You are wrong. I said "torque is conserved". You are saying torque is converted to linear motion. On what basis would you think that?
Also, no - not centred on the most powerful (or different motor) - but about the centre of the force couple based on overall forces on the machine and location of the c of g and it's moment of inertia and ... .
Note that I said " ... A delta reduction or increase in two diagonally opposed propellors will result in some net torque on the aircraft somewhat less than Power1/RPM1 - Power2/RPM2. ..." -> Anyone designing the drone to rotate using this system will ALMOST CERTAINLY do it by providing balanced torque change across a diagonal with diagonally opposed two motors - so the rotation will be about the Drone's centre (if CofG and aerodynamic and centre of inertia are all at the same point (as they tend to be (approximately) for a reasonably symmetrical drone.
Even better may be (name motors ABCD around periphery) to Torque UP motors A & C and torque down B & D to get rotating torque overall about the aircraft's centre with the same lift. )
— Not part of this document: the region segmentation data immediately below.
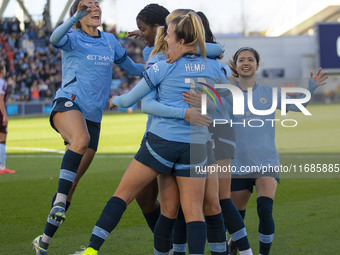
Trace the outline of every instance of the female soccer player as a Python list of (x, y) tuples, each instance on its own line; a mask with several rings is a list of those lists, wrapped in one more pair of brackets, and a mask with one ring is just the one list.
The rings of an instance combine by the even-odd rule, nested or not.
[(97, 29), (101, 25), (101, 8), (97, 1), (76, 0), (70, 16), (50, 38), (55, 47), (62, 49), (63, 68), (62, 88), (57, 91), (50, 122), (67, 147), (44, 233), (33, 241), (37, 254), (47, 254), (54, 233), (66, 219), (67, 195), (73, 183), (85, 173), (97, 150), (113, 63), (133, 75), (144, 71), (144, 65), (135, 64), (112, 34)]
[[(178, 37), (178, 34), (185, 38)], [(190, 12), (170, 23), (167, 39), (169, 48), (184, 43), (198, 44), (204, 55), (203, 34), (200, 19), (195, 13)], [(196, 66), (196, 69), (191, 68), (193, 66)], [(221, 77), (223, 73), (218, 68), (216, 61), (190, 55), (180, 58), (174, 64), (161, 61), (153, 65), (144, 75), (145, 78), (128, 94), (114, 97), (112, 103), (124, 107), (131, 105), (149, 93), (154, 86), (157, 86), (161, 102), (185, 108), (188, 106), (181, 99), (181, 93), (190, 89), (190, 84), (185, 83), (185, 78), (194, 79), (201, 75), (202, 77), (206, 75)], [(190, 140), (193, 138), (197, 140)], [(199, 164), (205, 161), (208, 138), (206, 127), (196, 126), (190, 130), (189, 124), (184, 120), (155, 118), (135, 159), (129, 165), (114, 196), (108, 201), (97, 221), (90, 245), (84, 254), (97, 254), (107, 235), (119, 222), (127, 204), (145, 185), (156, 178), (158, 172), (168, 174), (168, 177), (160, 180), (160, 186), (163, 187), (160, 190), (162, 215), (155, 229), (155, 254), (169, 252), (171, 230), (179, 206), (178, 189), (174, 179), (169, 175), (170, 173), (176, 175), (181, 193), (181, 204), (187, 221), (189, 252), (190, 254), (203, 254), (206, 239), (206, 226), (202, 216), (205, 179), (189, 178), (189, 176), (190, 163)], [(201, 153), (195, 155), (196, 162), (193, 161), (193, 157), (190, 158), (190, 142), (192, 142), (191, 146), (202, 150)], [(162, 204), (163, 194), (167, 191), (166, 187), (170, 187), (164, 187), (164, 183), (169, 184), (172, 188), (175, 184), (175, 189), (172, 190), (172, 204), (166, 203), (168, 207), (163, 207), (164, 204)], [(164, 215), (163, 211), (168, 214)]]
[[(174, 17), (179, 16), (179, 14), (186, 14), (188, 11), (179, 11), (175, 10), (170, 15), (169, 12), (158, 4), (149, 4), (145, 6), (137, 15), (136, 21), (137, 26), (140, 29), (139, 32), (131, 32), (129, 36), (132, 35), (140, 35), (144, 41), (146, 42), (146, 47), (143, 50), (143, 56), (145, 63), (147, 63), (147, 68), (151, 67), (152, 64), (167, 59), (166, 54), (161, 54), (160, 56), (150, 57), (151, 51), (154, 49), (156, 32), (159, 28), (162, 28), (165, 25), (165, 22), (169, 23)], [(160, 40), (160, 39), (159, 39)], [(164, 41), (164, 38), (162, 38)], [(166, 44), (166, 42), (165, 42)], [(156, 46), (157, 47), (157, 46)], [(159, 49), (159, 47), (157, 47)], [(163, 49), (163, 47), (162, 47)], [(180, 47), (177, 51), (172, 51), (172, 60), (178, 59), (180, 56), (184, 54), (184, 52), (196, 52), (197, 47)], [(212, 55), (220, 55), (222, 54), (222, 48), (220, 46), (216, 47), (215, 45), (207, 45), (207, 54), (208, 56)], [(153, 51), (153, 55), (155, 55), (155, 51)], [(180, 55), (180, 56), (179, 56)], [(150, 57), (150, 58), (149, 58)], [(155, 100), (157, 96), (156, 89), (153, 89), (148, 95), (146, 95), (142, 100), (142, 108), (145, 107), (149, 100)], [(167, 106), (161, 103), (152, 104), (152, 108), (157, 108), (157, 116), (168, 117), (168, 118), (179, 118), (185, 119), (188, 122), (196, 125), (209, 125), (210, 118), (204, 115), (201, 115), (195, 109), (182, 109), (172, 106)], [(148, 113), (148, 112), (146, 112)], [(152, 112), (150, 112), (152, 113)], [(148, 115), (148, 121), (146, 125), (146, 131), (148, 132), (148, 128), (151, 125), (153, 115)], [(159, 202), (157, 201), (158, 195), (158, 184), (157, 180), (151, 182), (143, 191), (141, 191), (136, 196), (136, 201), (140, 206), (143, 215), (152, 230), (154, 231), (155, 224), (160, 215)]]
[[(274, 88), (263, 86), (256, 83), (255, 73), (259, 67), (260, 56), (253, 48), (240, 48), (233, 59), (229, 62), (233, 75), (238, 78), (238, 86), (247, 101), (247, 89), (252, 89), (252, 103), (255, 109), (267, 110), (273, 104)], [(328, 77), (320, 68), (313, 74), (311, 71), (308, 90), (313, 91), (320, 85), (325, 85)], [(280, 109), (281, 93), (278, 92), (278, 104), (275, 106)], [(304, 104), (306, 106), (307, 103)], [(231, 108), (231, 106), (230, 106)], [(291, 104), (287, 107), (289, 111), (300, 111), (298, 107)], [(233, 174), (231, 183), (231, 198), (236, 208), (244, 218), (245, 211), (253, 186), (257, 191), (257, 213), (259, 216), (259, 241), (260, 254), (269, 254), (274, 238), (273, 220), (273, 200), (276, 193), (279, 174), (273, 168), (279, 166), (279, 155), (275, 146), (275, 126), (266, 119), (275, 119), (275, 111), (270, 115), (257, 115), (252, 113), (248, 104), (245, 104), (244, 115), (232, 115), (235, 123), (248, 123), (249, 120), (262, 120), (264, 125), (261, 127), (251, 127), (250, 125), (234, 125), (236, 132), (236, 152), (232, 160), (232, 166), (236, 167), (237, 172)], [(242, 169), (257, 167), (258, 172), (245, 172)], [(266, 173), (261, 171), (267, 167)], [(232, 240), (233, 240), (232, 236)], [(236, 253), (235, 253), (236, 254)]]
[[(186, 14), (188, 11), (190, 10), (178, 9), (178, 10), (173, 11), (171, 15), (178, 16), (181, 14)], [(208, 19), (202, 12), (197, 12), (197, 14), (200, 16), (202, 23), (204, 25), (205, 37), (206, 37), (205, 39), (206, 39), (207, 45), (208, 44), (217, 45), (215, 38), (211, 32)], [(167, 20), (169, 19), (169, 16)], [(151, 59), (149, 60), (149, 65), (153, 63), (157, 63), (160, 60), (166, 59), (166, 54), (164, 54), (163, 51), (166, 50), (167, 47), (166, 45), (162, 44), (162, 40), (163, 40), (162, 35), (164, 36), (164, 33), (162, 33), (163, 30), (164, 28), (162, 27), (159, 28), (159, 31), (157, 33), (157, 46), (151, 53)], [(224, 70), (226, 70), (226, 73), (228, 74), (230, 73), (229, 68), (225, 67)], [(149, 113), (149, 114), (156, 115), (156, 116), (166, 117), (159, 110), (161, 108), (160, 106), (161, 103), (155, 99), (155, 95), (154, 97), (152, 97), (150, 96), (150, 94), (151, 93), (149, 93), (149, 95), (144, 97), (142, 100), (142, 111)], [(191, 92), (185, 93), (184, 96), (185, 96), (187, 103), (197, 108), (201, 107), (200, 96), (198, 100), (194, 100), (193, 98), (194, 94), (192, 94)], [(193, 104), (193, 102), (195, 101), (197, 103)], [(226, 111), (225, 110), (223, 111), (223, 109), (217, 109), (216, 112), (219, 112), (220, 115), (221, 114), (225, 115), (226, 113)], [(216, 116), (216, 114), (213, 115), (214, 118), (222, 118), (222, 117)], [(213, 139), (215, 141), (214, 151), (215, 151), (215, 158), (218, 160), (217, 163), (220, 166), (229, 166), (230, 158), (232, 158), (234, 155), (234, 145), (235, 145), (234, 130), (230, 126), (227, 126), (227, 125), (217, 126), (216, 128), (212, 128), (212, 129), (209, 128), (209, 129), (210, 129), (210, 132), (213, 134)], [(226, 228), (228, 229), (229, 233), (233, 234), (237, 238), (236, 244), (240, 250), (240, 254), (241, 255), (252, 254), (250, 245), (248, 242), (245, 226), (243, 223), (243, 219), (230, 199), (231, 173), (228, 173), (228, 176), (223, 176), (223, 178), (221, 176), (221, 178), (219, 178), (219, 183), (214, 183), (216, 180), (217, 179), (212, 179), (212, 178), (209, 178), (207, 180), (208, 191), (206, 192), (206, 194), (209, 195), (209, 194), (214, 193), (214, 191), (210, 189), (214, 189), (216, 187), (219, 188), (218, 193), (219, 193), (220, 204), (221, 204), (221, 208), (222, 208), (222, 212), (224, 216), (224, 224)], [(205, 199), (206, 201), (213, 201), (213, 199), (209, 198), (208, 196)], [(217, 211), (209, 213), (206, 211), (206, 216), (207, 216), (206, 218), (208, 219), (208, 222), (210, 222), (209, 219), (214, 218), (212, 215), (216, 215), (216, 212)], [(209, 232), (208, 232), (208, 239), (209, 239)], [(182, 255), (182, 254), (185, 254), (185, 251), (186, 251), (185, 221), (183, 218), (183, 214), (180, 211), (179, 216), (177, 217), (177, 220), (175, 223), (175, 227), (174, 227), (173, 252), (176, 255)]]
[(5, 80), (6, 66), (0, 63), (0, 174), (15, 174), (15, 170), (6, 168), (6, 140), (8, 117), (6, 111), (6, 90)]

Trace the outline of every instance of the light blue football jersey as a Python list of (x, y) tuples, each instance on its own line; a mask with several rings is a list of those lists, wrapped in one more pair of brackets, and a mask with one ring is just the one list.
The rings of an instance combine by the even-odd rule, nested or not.
[[(201, 88), (202, 85), (197, 82), (198, 78), (221, 79), (224, 74), (215, 60), (185, 55), (173, 64), (166, 61), (154, 64), (146, 71), (144, 78), (150, 88), (159, 85), (157, 89), (160, 103), (188, 108), (189, 105), (182, 99), (182, 93)], [(206, 143), (210, 138), (207, 127), (190, 125), (181, 119), (157, 116), (154, 116), (149, 131), (163, 139), (176, 142)]]
[(101, 32), (91, 37), (71, 28), (62, 49), (62, 87), (56, 98), (74, 98), (85, 119), (100, 122), (109, 98), (113, 63), (123, 62), (126, 50), (116, 38)]

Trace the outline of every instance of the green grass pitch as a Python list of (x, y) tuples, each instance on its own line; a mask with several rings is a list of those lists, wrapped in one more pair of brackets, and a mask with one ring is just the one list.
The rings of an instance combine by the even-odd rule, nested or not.
[[(284, 117), (296, 119), (297, 127), (277, 125), (281, 163), (339, 164), (340, 105), (311, 105), (308, 109), (312, 116), (289, 113)], [(146, 116), (138, 113), (104, 115), (98, 154), (77, 188), (49, 255), (75, 254), (88, 244), (96, 220), (138, 150), (145, 121)], [(47, 116), (12, 118), (9, 123), (7, 166), (17, 173), (0, 176), (0, 254), (29, 255), (34, 254), (31, 241), (44, 229), (64, 145)], [(294, 177), (282, 178), (278, 186), (271, 254), (339, 254), (340, 174)], [(258, 254), (255, 203), (254, 194), (245, 224), (254, 254)], [(153, 236), (135, 202), (100, 254), (153, 254)]]

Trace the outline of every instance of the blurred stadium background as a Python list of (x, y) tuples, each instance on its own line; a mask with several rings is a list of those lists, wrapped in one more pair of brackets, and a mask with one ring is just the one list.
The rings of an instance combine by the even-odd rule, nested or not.
[[(17, 3), (24, 15), (5, 17), (9, 2), (3, 0), (0, 7), (0, 61), (8, 70), (7, 165), (17, 173), (0, 178), (0, 255), (27, 255), (33, 254), (30, 242), (44, 226), (49, 199), (57, 185), (56, 167), (64, 150), (63, 142), (48, 122), (53, 96), (61, 85), (61, 59), (60, 52), (48, 40), (53, 30), (50, 0), (38, 17), (30, 16), (22, 0)], [(58, 14), (60, 21), (63, 15), (67, 17), (67, 8)], [(299, 125), (291, 129), (278, 125), (276, 140), (284, 165), (339, 164), (340, 5), (322, 8), (295, 24), (288, 18), (286, 21), (287, 26), (280, 26), (285, 27), (280, 31), (272, 25), (261, 32), (243, 27), (240, 33), (218, 34), (217, 41), (226, 50), (221, 61), (225, 64), (242, 46), (254, 47), (262, 58), (257, 80), (277, 87), (306, 87), (309, 71), (319, 66), (325, 68), (330, 77), (327, 86), (316, 91), (308, 108), (313, 116), (289, 113), (287, 118), (298, 120)], [(284, 23), (283, 19), (281, 25)], [(117, 31), (114, 24), (106, 24), (102, 29), (112, 32), (135, 61), (143, 61), (142, 40), (126, 39), (127, 31)], [(137, 82), (138, 78), (116, 67), (111, 93), (125, 93)], [(53, 239), (49, 254), (76, 254), (80, 246), (87, 244), (104, 204), (138, 150), (146, 121), (138, 110), (137, 104), (129, 111), (134, 112), (132, 115), (104, 115), (98, 154), (77, 189), (68, 220)], [(339, 174), (314, 177), (285, 178), (279, 185), (272, 254), (339, 253)], [(257, 224), (253, 197), (246, 225), (255, 253)], [(152, 242), (140, 209), (133, 203), (101, 251), (152, 254)]]

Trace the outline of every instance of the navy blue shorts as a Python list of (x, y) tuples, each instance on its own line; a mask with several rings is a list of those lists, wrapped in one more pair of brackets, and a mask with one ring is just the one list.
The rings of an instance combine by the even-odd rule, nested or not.
[(0, 113), (0, 133), (7, 134), (7, 126), (2, 125), (2, 119), (3, 119), (3, 116)]
[[(81, 112), (80, 107), (70, 99), (61, 97), (53, 101), (52, 112), (50, 114), (50, 124), (51, 124), (51, 127), (58, 133), (59, 131), (53, 124), (53, 116), (57, 112), (66, 112), (70, 110), (77, 110)], [(87, 125), (87, 130), (90, 135), (90, 143), (89, 143), (88, 148), (91, 148), (97, 151), (98, 143), (99, 143), (99, 135), (100, 135), (100, 123), (86, 120), (86, 125)], [(66, 141), (64, 141), (64, 143), (65, 145), (67, 145)]]
[(209, 126), (213, 140), (213, 150), (216, 160), (232, 159), (235, 156), (236, 135), (230, 124)]
[(253, 193), (255, 181), (261, 177), (273, 177), (275, 180), (280, 183), (280, 174), (273, 172), (255, 172), (245, 175), (232, 174), (231, 175), (231, 187), (230, 190), (240, 191), (240, 190), (249, 190)]
[(206, 144), (207, 144), (207, 155), (208, 155), (207, 165), (210, 166), (210, 165), (216, 164), (216, 159), (215, 159), (214, 150), (213, 150), (214, 143), (213, 141), (209, 141)]
[(207, 144), (189, 144), (165, 140), (148, 132), (135, 159), (163, 174), (196, 176), (195, 167), (207, 164)]

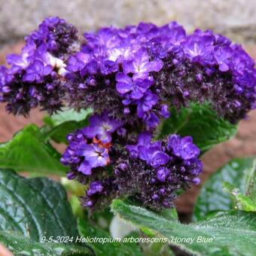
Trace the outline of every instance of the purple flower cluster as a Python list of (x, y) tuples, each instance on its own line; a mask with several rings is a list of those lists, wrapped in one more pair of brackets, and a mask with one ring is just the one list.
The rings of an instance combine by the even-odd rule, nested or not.
[(69, 178), (89, 184), (81, 199), (84, 206), (95, 210), (113, 198), (133, 196), (152, 209), (168, 208), (179, 190), (200, 182), (203, 166), (191, 137), (172, 135), (152, 142), (147, 132), (136, 144), (126, 145), (124, 127), (104, 112), (67, 136), (61, 161), (71, 167)]
[(126, 148), (128, 160), (120, 160), (114, 172), (119, 195), (135, 195), (144, 205), (160, 209), (173, 206), (178, 190), (200, 183), (200, 150), (190, 136), (174, 134), (152, 142), (151, 135), (144, 133)]
[(52, 113), (60, 109), (67, 54), (78, 35), (74, 26), (57, 17), (46, 19), (26, 38), (20, 55), (11, 54), (8, 69), (0, 69), (0, 102), (14, 114), (27, 115), (37, 106)]
[(71, 166), (68, 176), (75, 177), (78, 172), (90, 175), (93, 169), (108, 166), (111, 136), (121, 125), (105, 112), (101, 116), (93, 115), (88, 126), (69, 134), (69, 145), (61, 158), (62, 163)]
[(20, 55), (0, 67), (0, 102), (14, 114), (40, 107), (90, 107), (90, 125), (67, 136), (68, 178), (88, 184), (91, 210), (118, 197), (155, 209), (198, 184), (200, 151), (189, 136), (152, 142), (168, 108), (209, 102), (231, 123), (256, 106), (256, 69), (241, 46), (211, 31), (186, 35), (175, 22), (113, 26), (78, 37), (64, 20), (47, 18)]

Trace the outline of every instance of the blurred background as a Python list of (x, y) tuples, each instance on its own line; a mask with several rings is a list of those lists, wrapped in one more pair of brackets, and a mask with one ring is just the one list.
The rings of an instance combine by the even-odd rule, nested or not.
[[(163, 25), (176, 20), (187, 32), (210, 29), (240, 43), (256, 59), (256, 0), (0, 0), (0, 64), (5, 56), (19, 53), (23, 37), (47, 16), (59, 16), (81, 31), (100, 26), (123, 26), (140, 21)], [(42, 124), (44, 113), (33, 111), (28, 119), (13, 117), (0, 104), (0, 142), (10, 139), (26, 123)], [(256, 111), (239, 126), (230, 142), (215, 146), (203, 157), (203, 181), (230, 158), (256, 155)], [(200, 186), (183, 194), (180, 214), (187, 215)]]

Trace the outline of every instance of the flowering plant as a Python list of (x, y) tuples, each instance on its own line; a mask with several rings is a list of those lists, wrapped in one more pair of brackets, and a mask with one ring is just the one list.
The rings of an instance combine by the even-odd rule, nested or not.
[[(15, 115), (39, 108), (49, 116), (44, 126), (29, 125), (0, 146), (2, 243), (40, 255), (171, 254), (171, 247), (255, 252), (253, 159), (236, 160), (210, 178), (195, 206), (197, 222), (180, 224), (174, 208), (181, 193), (200, 183), (200, 157), (233, 136), (256, 106), (254, 62), (240, 45), (209, 30), (187, 35), (175, 22), (81, 35), (58, 17), (45, 19), (25, 40), (20, 55), (8, 56), (10, 66), (0, 67), (0, 101)], [(62, 156), (53, 142), (67, 145)], [(62, 176), (73, 213), (59, 184), (11, 169)], [(223, 181), (230, 196), (220, 193)], [(109, 206), (141, 230), (136, 236), (168, 242), (78, 244), (77, 227), (83, 237), (106, 238), (111, 221), (111, 235), (120, 236)]]

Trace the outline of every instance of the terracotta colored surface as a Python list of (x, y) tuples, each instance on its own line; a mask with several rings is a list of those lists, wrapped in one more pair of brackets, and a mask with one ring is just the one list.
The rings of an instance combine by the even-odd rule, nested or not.
[[(7, 53), (19, 52), (22, 42), (0, 48), (0, 63), (5, 62)], [(256, 59), (256, 46), (249, 45), (247, 47), (249, 53)], [(42, 124), (43, 113), (32, 111), (30, 117), (26, 119), (23, 117), (14, 117), (5, 111), (3, 105), (0, 104), (0, 142), (10, 139), (14, 133), (29, 123)], [(248, 119), (240, 122), (239, 132), (235, 138), (230, 142), (218, 145), (203, 157), (204, 171), (202, 175), (203, 182), (211, 173), (236, 157), (256, 156), (256, 111), (249, 114)], [(200, 190), (200, 186), (194, 187), (184, 193), (177, 201), (180, 212), (190, 212), (193, 204)]]

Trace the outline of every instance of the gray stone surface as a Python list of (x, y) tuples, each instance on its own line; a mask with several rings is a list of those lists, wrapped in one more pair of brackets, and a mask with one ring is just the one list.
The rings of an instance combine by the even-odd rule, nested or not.
[(236, 41), (256, 41), (256, 0), (0, 0), (0, 41), (23, 37), (58, 15), (83, 30), (176, 20), (188, 31), (212, 29)]

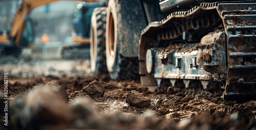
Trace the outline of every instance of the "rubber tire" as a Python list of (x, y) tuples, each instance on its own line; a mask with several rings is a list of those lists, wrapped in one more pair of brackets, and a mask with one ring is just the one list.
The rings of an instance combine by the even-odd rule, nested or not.
[(106, 7), (95, 8), (91, 24), (90, 62), (92, 73), (108, 73), (106, 63), (105, 32)]
[(106, 23), (106, 65), (111, 79), (121, 78), (131, 81), (139, 78), (138, 60), (137, 58), (125, 57), (120, 53), (121, 27), (118, 20), (119, 5), (117, 0), (109, 1)]

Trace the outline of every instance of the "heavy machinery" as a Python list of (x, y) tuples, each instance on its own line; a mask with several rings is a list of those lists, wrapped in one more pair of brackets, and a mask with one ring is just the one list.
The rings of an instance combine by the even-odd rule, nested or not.
[[(23, 48), (31, 47), (33, 46), (34, 33), (32, 21), (28, 18), (28, 15), (35, 8), (56, 1), (58, 1), (58, 0), (24, 1), (17, 10), (16, 16), (12, 23), (11, 30), (7, 31), (7, 33), (0, 32), (1, 55), (14, 53), (16, 55), (19, 55)], [(80, 1), (98, 3), (97, 5), (100, 5), (100, 3), (105, 5), (106, 4), (104, 3), (107, 2), (107, 1), (105, 0)], [(88, 18), (90, 19), (90, 17)], [(82, 28), (83, 27), (80, 27)], [(90, 27), (89, 28), (90, 28)], [(87, 42), (88, 42), (88, 40)]]
[(59, 49), (62, 58), (84, 58), (90, 56), (90, 31), (91, 19), (95, 8), (106, 6), (105, 2), (79, 2), (76, 4), (75, 18), (73, 19), (72, 44), (64, 45)]
[(110, 0), (106, 10), (112, 79), (255, 97), (255, 1)]

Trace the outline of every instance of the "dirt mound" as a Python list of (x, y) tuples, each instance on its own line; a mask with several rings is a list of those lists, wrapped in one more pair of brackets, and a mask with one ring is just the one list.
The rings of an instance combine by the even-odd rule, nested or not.
[(151, 103), (150, 98), (144, 97), (143, 94), (135, 90), (132, 90), (127, 93), (125, 101), (131, 106), (141, 109), (150, 106)]
[[(176, 93), (172, 88), (151, 93), (137, 81), (109, 79), (104, 82), (113, 85), (105, 84), (103, 96), (92, 99), (82, 89), (93, 81), (95, 76), (99, 76), (96, 78), (100, 81), (99, 79), (104, 79), (102, 77), (105, 76), (10, 78), (8, 90), (13, 93), (10, 94), (12, 95), (9, 109), (13, 113), (8, 121), (14, 128), (8, 129), (55, 127), (55, 129), (240, 129), (242, 127), (250, 129), (256, 126), (254, 100), (244, 103), (227, 101), (212, 94)], [(25, 95), (34, 85), (49, 82), (59, 82), (69, 92), (67, 94), (71, 99), (69, 104), (65, 102), (57, 90), (51, 87), (38, 88)], [(19, 90), (23, 93), (19, 93)], [(150, 106), (141, 109), (129, 105), (125, 101), (126, 93), (131, 90), (139, 91), (150, 98)], [(1, 110), (4, 110), (3, 106), (0, 105)], [(0, 114), (4, 117), (4, 113)], [(2, 126), (0, 129), (5, 129)]]
[[(69, 96), (67, 94), (66, 92), (65, 89), (64, 87), (62, 86), (59, 85), (57, 83), (49, 83), (48, 84), (42, 84), (40, 85), (35, 86), (33, 88), (32, 91), (35, 91), (37, 89), (44, 89), (45, 88), (50, 87), (59, 93), (59, 95), (61, 96), (61, 97), (65, 100), (67, 102), (69, 101)], [(46, 88), (47, 89), (47, 88)]]
[(91, 98), (103, 97), (105, 90), (105, 85), (101, 82), (93, 80), (87, 86), (84, 86), (79, 91), (76, 91), (70, 96), (70, 101), (77, 96), (89, 95)]
[(82, 89), (82, 92), (85, 92), (92, 98), (103, 97), (105, 90), (105, 85), (101, 82), (93, 80), (88, 85)]

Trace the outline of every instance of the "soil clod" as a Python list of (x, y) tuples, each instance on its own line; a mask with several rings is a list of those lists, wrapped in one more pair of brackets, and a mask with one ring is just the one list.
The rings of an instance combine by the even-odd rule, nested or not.
[(93, 80), (87, 86), (84, 86), (82, 91), (89, 95), (92, 98), (103, 97), (104, 92), (105, 85), (96, 80)]
[(143, 96), (139, 92), (132, 90), (126, 94), (125, 101), (131, 106), (143, 109), (150, 106), (151, 101), (150, 98)]

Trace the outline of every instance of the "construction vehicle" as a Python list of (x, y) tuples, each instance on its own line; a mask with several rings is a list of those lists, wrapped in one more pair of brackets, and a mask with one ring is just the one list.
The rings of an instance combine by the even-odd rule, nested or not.
[(255, 1), (110, 0), (106, 10), (112, 79), (255, 97)]
[(64, 45), (59, 48), (63, 59), (81, 58), (90, 56), (91, 19), (95, 8), (106, 6), (104, 2), (77, 3), (75, 18), (73, 19), (72, 44)]
[[(22, 14), (37, 1), (25, 1)], [(113, 79), (139, 76), (144, 86), (255, 97), (255, 9), (252, 0), (110, 0), (105, 24), (93, 19), (102, 8), (92, 16), (94, 72), (105, 68)], [(24, 30), (22, 22), (11, 34)]]
[[(17, 11), (12, 23), (11, 30), (5, 33), (0, 32), (0, 55), (15, 54), (18, 56), (23, 48), (31, 47), (33, 45), (34, 33), (32, 21), (28, 17), (28, 15), (35, 8), (56, 1), (58, 0), (24, 1)], [(98, 3), (97, 5), (107, 2), (106, 1), (100, 0), (80, 1)], [(89, 42), (88, 40), (87, 42)]]
[(9, 31), (0, 32), (0, 55), (19, 56), (23, 49), (33, 46), (34, 38), (33, 21), (30, 18), (26, 20), (27, 26), (18, 46), (15, 44), (15, 38), (10, 37)]

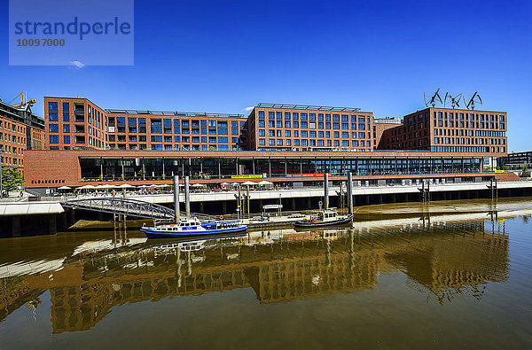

BUT, if you do change the torque on one motor you will get net applied torque and the craft WILL rotate. Exactly where it rotates about depends on the vector sum of the various forces and location of centres of aerodynamic pressure, inertia, ... . BUT trying to work out exactly what it rotates about is an excessive complication - if it is travelling say North at say 20 kph, if it rotates as it flies you would not visually be able to tell WHERE it was rotating about as the rotation velocities would sum with the travelling velocity.
You seem to want to insist that torque causes linear motion and not rotation. You have no good basis for this belief.